3)"Czekając na wyrok" - po pierwsze zastanawia mnie dlaczego do cholery Halle Berry otrzymała za tę rolę Oskara. Bez przesady, jej kreacja nie była czymś takim dla kina, co mogłoby stanowić jakiś emblemat, nie była ikoniczna. Mimo to film można uznać za względnie dobry. Sam Ledger jest tutaj przysłowiowym "światełkiem w tunelu". Bardzo dobra rola, głęboko psychologiczna. Motyw (uwaga - SPAM)....................................

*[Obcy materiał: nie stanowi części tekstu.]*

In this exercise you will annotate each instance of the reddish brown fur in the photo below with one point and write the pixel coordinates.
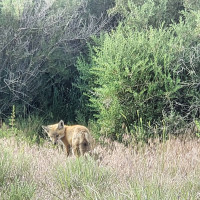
(78, 137)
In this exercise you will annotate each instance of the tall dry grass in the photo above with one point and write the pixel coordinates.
(169, 170)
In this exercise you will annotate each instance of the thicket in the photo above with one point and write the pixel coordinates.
(39, 43)
(125, 67)
(145, 73)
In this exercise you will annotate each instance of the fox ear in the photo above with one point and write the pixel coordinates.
(46, 128)
(61, 124)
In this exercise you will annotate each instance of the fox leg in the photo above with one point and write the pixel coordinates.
(76, 151)
(84, 147)
(67, 150)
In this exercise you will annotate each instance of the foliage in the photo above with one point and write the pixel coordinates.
(153, 71)
(40, 41)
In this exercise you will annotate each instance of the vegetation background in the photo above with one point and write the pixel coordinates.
(120, 67)
(127, 69)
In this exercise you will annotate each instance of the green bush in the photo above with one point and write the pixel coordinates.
(146, 71)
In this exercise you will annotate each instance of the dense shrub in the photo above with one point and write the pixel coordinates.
(40, 41)
(142, 75)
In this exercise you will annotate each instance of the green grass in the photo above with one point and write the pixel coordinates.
(84, 178)
(168, 170)
(15, 177)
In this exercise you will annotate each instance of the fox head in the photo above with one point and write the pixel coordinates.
(55, 131)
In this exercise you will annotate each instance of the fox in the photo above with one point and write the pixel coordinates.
(77, 137)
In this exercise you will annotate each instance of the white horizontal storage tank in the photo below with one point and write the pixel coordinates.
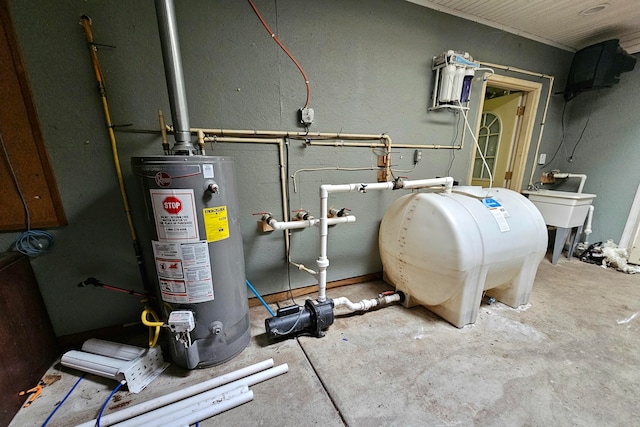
(444, 250)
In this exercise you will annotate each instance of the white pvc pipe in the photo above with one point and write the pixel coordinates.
(148, 417)
(365, 304)
(158, 402)
(326, 189)
(203, 414)
(290, 225)
(178, 415)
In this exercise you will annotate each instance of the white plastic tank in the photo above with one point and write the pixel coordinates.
(444, 250)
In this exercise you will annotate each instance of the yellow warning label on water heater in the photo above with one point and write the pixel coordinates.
(216, 223)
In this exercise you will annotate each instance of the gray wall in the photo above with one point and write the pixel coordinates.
(608, 151)
(370, 71)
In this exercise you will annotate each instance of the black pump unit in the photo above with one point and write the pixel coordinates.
(312, 319)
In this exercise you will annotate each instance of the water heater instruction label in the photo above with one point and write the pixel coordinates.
(175, 214)
(216, 223)
(184, 271)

w którym popełnia samobójstwo, a zanim to czyni pyta się ojca o to, czy go nienawidzi, podczas gdy on sam zawsze go kochał, jest nie tylko przejmujący, głęboko poruszający, ale i wzruszający. Doskonale ukazane relacja pomiędzy ojcem i synem, motyw bezustannego upokarzania, gnębienia psychicznego, niszczenia wrażliwości młodego, niepewnego siebie człowieka. Film 7/10, Heath 8/10 lub 8,5/10 (niestety nie ma takiej noty).

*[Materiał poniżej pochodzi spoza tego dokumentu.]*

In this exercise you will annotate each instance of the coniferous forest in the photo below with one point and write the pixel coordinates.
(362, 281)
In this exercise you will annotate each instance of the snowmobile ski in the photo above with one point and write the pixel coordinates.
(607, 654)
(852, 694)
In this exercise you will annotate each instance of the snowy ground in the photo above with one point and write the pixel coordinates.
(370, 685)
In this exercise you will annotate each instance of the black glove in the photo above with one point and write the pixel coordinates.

4)"Królowie Dogtown" - doskonale osadzona w realiach lat 70-tych opowieść o grupie młodych pasjonatów jazdy na desce. Muzyka, klimat, nawet przesłanie na naprawdę dobrym poziomie. Choć rola Heatha była raczej poboczna i w filmie pojawia się jego postać relatywnie niewiele razy, bez cienia wątpliwości mogę powiedzieć, że Ledger jako Skip był co najmniej przekonujący - sposób bycia, sposób mówienia, mimika twarzy, pewny rodzaj otępienia - wszystko to było bardzo bliskie prawdziwemu Skip'owi Engblom'owi. Dobra robota. Film 7/10, Heath 8/10.
5)"Tajemnica Brokeback Mountain" - klasyka! Przede wszystkim piękny film o miłości. Historia homofoba zakochanego w innym mężczyźnie, walczącego z sobą samym, zakleszczonego we własnych przekonaniach, rozdartego pomiędzy uczuciami i swoją własną tożsamością a poglądami wpojonymi jeszcze przez swoich ojców, dziadów itd. Interpretacja roli przez Ledgera należy do jednych z najlepszych w kinie. Introwertyczność, wycofanie, strach przed własnymi emocjami - to wszystko znalazło swoje odzwierciedlenie w napiętej twarzy, zduszonym głosie, bólu wpisanym w każdy jego ruch. Film 8/10, Heath 9/10.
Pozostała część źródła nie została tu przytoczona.